Manoogian, who died in Detroit in 1996 at the age of 95, is primarily known as a former longtime president of the Armenian General Benevolent Union (AGBU), the largest Diaspora Armenian charity founded in 1906 and currently headquartered in New York. His nearly four-decade leadership of the non-profit organization was marked a dramatic expansion of its worldwide activities.

With an annual international budget of $36 million, AGBU finances educational, cultural and humanitarian programs which benefit hundreds of thousands of Armenians around the world each year. Its activities in Armenia began in Soviet times and were expanded in the late 1980s. AGBU has provided more than $50 million worth of humanitarian and other assistance to the country since the Soviet collapse.

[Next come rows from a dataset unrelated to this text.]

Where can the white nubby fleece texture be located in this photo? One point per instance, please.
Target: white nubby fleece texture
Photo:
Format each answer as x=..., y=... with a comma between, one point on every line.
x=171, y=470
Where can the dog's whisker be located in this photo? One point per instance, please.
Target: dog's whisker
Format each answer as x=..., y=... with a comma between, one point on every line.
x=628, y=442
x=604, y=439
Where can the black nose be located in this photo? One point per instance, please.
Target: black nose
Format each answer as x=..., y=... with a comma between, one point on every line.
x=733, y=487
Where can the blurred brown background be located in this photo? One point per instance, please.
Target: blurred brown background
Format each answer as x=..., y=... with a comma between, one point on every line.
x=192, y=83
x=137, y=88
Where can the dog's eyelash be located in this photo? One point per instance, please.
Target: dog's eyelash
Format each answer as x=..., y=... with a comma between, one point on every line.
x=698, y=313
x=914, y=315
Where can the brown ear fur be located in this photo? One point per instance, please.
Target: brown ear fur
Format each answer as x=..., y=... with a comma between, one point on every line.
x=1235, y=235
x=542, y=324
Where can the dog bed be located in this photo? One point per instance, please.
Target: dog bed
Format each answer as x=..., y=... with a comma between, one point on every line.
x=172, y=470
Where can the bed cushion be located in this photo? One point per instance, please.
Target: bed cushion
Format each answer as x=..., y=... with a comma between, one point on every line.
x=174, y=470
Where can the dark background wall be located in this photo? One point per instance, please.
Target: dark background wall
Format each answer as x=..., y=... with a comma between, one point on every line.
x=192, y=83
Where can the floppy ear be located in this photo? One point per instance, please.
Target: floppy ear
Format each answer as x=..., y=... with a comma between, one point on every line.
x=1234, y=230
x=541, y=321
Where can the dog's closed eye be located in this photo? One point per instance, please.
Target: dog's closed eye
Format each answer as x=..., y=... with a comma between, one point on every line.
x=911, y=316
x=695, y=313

The Armenian Church has been another major beneficiary of AGBU aid. Much of it has been spent on the construction of new churches, notably a massive cathedral in Yerevan. Incidentally, an open-air altar where Garegin led a prayer service during the funeral was built with AGBU funding in 2001.

During the early 1990s, Manoogian became the first Diaspora Armenian to receive Armenia’s highest state award, the title of National Hero, by then President Levon Ter-Petrosian. That is why his coffin was draped with the Armenian national flag.

Louise Manoogian Simone, the deceased couple’s daughter who officially ran AGBU between 1991 and 2002, was also present at the ceremony along with her brother Richard. She thanked Garegin for initiating the high-profile reburial.

Manoogian Mansion

According to "The Detroit Almanac," the Detroit mayor's official residence at 9240 Dwight on the east side was built in 1928 for $300,000, but the owner lost the home during the Depression.

It stood vacant until auctioned off in 1939 to entrepreneur Alex Manoogian for $25,000. By 1965 with his family grown, Manoogian gave the mansion to the City of Detroit. It was the Armenian immigrant's way of thanking his adopted hometown.

The Manoogian Mansion is said to have 4,004 square feet but looks bigger. The style has been described as both Italian and Spanish. It has a terra cotta tile roof.

The physical layout is dominated by walls of windows -- bowed windows, arched windows, leaded windows -- that let light stream in and open onto a spectacular view of the grounds and the Detroit River.

The downstairs has three sunrooms facing south and the river. There are 15 rooms in all, including a large living room, library, kitchen and two dining rooms -- a formal room and a more casual one that looks toward the river. It has four bedrooms, plus two small bedrooms for servants.

There are three full baths, a servants' bath and two half-baths.